Michael Epstein, a New Jersey lawyer, argues with Marino that it wouldn’t be difficult to institute a contractual living wage within Minor-League contracts:
“While Minor League contracts are more complicated than most of us would imagine they are,
every Minor League contract could contain a very simple clause acknowledging a agreed-upon league-wide minimum annual salary. If the goal of the players and their advocates is currently $15,000 per year, that can be a contractual term, along with annual percentage increases to account for cost of living.”
Just as I remember watching Broshuis play, I remember more recently watching Bryce Harper play, in both single-A Hagerstown (the team is sadly no more, leaving behind the classic century-old Municipal Stadium and Rita’s root beer ices) and AA Harrisburg, Harper, who will earn $27.5 million this year, could have easily been one of the minor-leaguers who just never made it. Even the brightest young stars deal with a history of injuries, playing behind exceptionally good players in their position within the MLB and farm team organizations, or simply run into a personal talent plateau that they can’t overcome.
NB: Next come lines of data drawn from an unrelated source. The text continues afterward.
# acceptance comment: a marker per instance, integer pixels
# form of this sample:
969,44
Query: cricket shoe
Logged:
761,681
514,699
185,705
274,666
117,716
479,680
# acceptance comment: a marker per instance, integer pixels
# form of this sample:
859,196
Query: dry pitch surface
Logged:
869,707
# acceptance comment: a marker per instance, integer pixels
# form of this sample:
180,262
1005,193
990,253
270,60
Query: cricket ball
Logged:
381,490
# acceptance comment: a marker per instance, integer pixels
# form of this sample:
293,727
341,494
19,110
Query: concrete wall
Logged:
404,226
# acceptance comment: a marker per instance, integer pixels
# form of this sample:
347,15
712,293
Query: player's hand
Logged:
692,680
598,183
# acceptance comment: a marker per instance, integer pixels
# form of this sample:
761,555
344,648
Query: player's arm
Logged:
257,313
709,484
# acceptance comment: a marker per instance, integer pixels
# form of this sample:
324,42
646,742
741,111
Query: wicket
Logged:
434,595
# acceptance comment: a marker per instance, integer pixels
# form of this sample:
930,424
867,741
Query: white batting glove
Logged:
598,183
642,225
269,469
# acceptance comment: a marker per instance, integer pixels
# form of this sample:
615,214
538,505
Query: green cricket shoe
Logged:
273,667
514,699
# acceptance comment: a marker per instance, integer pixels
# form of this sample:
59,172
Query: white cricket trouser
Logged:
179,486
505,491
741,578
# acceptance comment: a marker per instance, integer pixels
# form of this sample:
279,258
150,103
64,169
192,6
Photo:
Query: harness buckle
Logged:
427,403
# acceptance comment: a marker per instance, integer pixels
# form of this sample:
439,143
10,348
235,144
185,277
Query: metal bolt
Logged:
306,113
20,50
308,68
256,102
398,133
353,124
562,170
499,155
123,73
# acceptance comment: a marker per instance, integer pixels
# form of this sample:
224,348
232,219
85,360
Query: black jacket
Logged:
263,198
And just a reminder to all of us – even if Harper didn’t make it to the majors, he would have made millions off his signing bonus and is truly exceptional in that respect.
So while the Bryce Harpers of the world do very well for themselves, it’s time that we pay a lot more attention to the hearts, minds, and backs upon which Major League Baseball is truly built. It’s now time for a long-overdue legal reckoning for the game. For the first time in a very long time, this week’s Supreme Court decision in NCAA v. Alston shines an unintentional yet very hopeful light at the end of the tunnel for Minor League baseball players to earn a living wage and to have their labor fairly valued.